一般的に、シニア世代でも1日1.5~2リットル程度の水分摂取が推奨されています。コーヒーやお茶は利尿作用があるため、純粋な水や麦茶などのカフェインレス飲料を意識して摂るのがベストです。


隠れ脱水は「気づきにくく、対処が遅れやすい」ものですが、意識と習慣次第で十分に防げる生活リスクです。自宅でも仕事中でも、無理なく続けられる対策を日々のルーティンに取り入れましょう。

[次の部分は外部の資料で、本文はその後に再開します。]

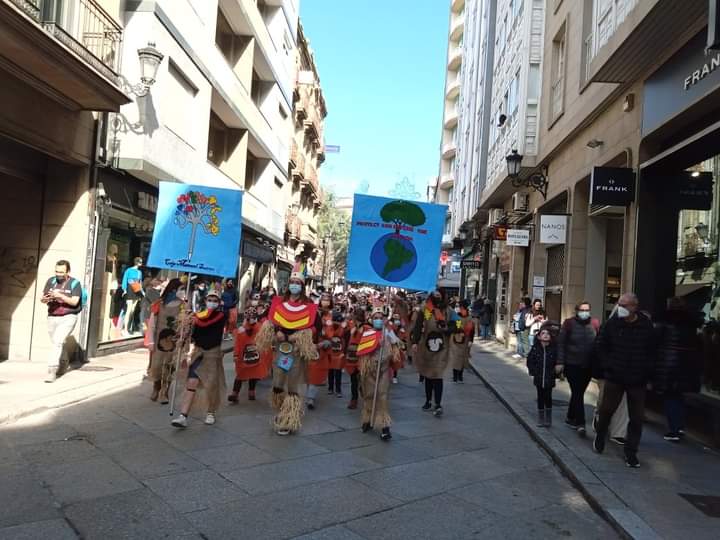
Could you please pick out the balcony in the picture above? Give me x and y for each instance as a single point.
(452, 90)
(71, 59)
(455, 58)
(448, 150)
(447, 181)
(457, 26)
(451, 117)
(626, 44)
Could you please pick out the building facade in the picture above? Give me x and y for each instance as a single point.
(59, 70)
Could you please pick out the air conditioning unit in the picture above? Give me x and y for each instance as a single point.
(521, 202)
(496, 215)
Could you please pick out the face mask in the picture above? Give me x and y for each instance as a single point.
(295, 288)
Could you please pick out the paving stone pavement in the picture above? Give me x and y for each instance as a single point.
(111, 467)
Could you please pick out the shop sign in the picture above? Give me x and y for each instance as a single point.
(612, 186)
(147, 202)
(694, 192)
(553, 229)
(500, 232)
(689, 76)
(518, 237)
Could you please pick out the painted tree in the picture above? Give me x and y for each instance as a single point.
(402, 213)
(196, 210)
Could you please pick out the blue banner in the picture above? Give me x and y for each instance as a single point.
(395, 242)
(197, 230)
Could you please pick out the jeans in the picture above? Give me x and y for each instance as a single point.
(59, 329)
(578, 377)
(612, 396)
(675, 411)
(544, 398)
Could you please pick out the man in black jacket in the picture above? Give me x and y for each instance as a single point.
(626, 345)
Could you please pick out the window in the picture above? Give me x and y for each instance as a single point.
(557, 94)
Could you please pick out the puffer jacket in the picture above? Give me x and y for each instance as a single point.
(541, 363)
(627, 350)
(576, 342)
(678, 363)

6. まとめ|「なんとなく不調」を見逃さず、健康に働き続けるために

「隠れ脱水」は、特に高齢者にとって“気づかないうちに進行する見えないリスク”です。喉の渇きがない、汗もかいていない、でもなんとなく体調が悪い――そんなとき、実は体の中では水分と電解質が不足し、健康を脅かす状態が静かに進行しているかもしれません。

とくに働くシニア世代にとっては、「疲れやすくなった」「集中できない」「食欲がわかない」といったちょっとした違和感が、仕事のパフォーマンスにも影響を与える要因になります。それが積み重なれば、転倒や持病の悪化などにもつながりかねません。


「自分の体に敏感になること」が最大の予防策

隠れ脱水の予防は、特別な器具や薬を必要としません。
・こまめな水分補給
・塩分や栄養バランスの見直し
・体調の変化に気づくための習慣
――これらを意識的に続けることが、“健康に働き続ける力”を守る基本になります。


高齢だからこそ、自分の体と向き合うことが何より大切です。今日からでも始められる小さな予防で、安心して働ける毎日を手に入れましょう。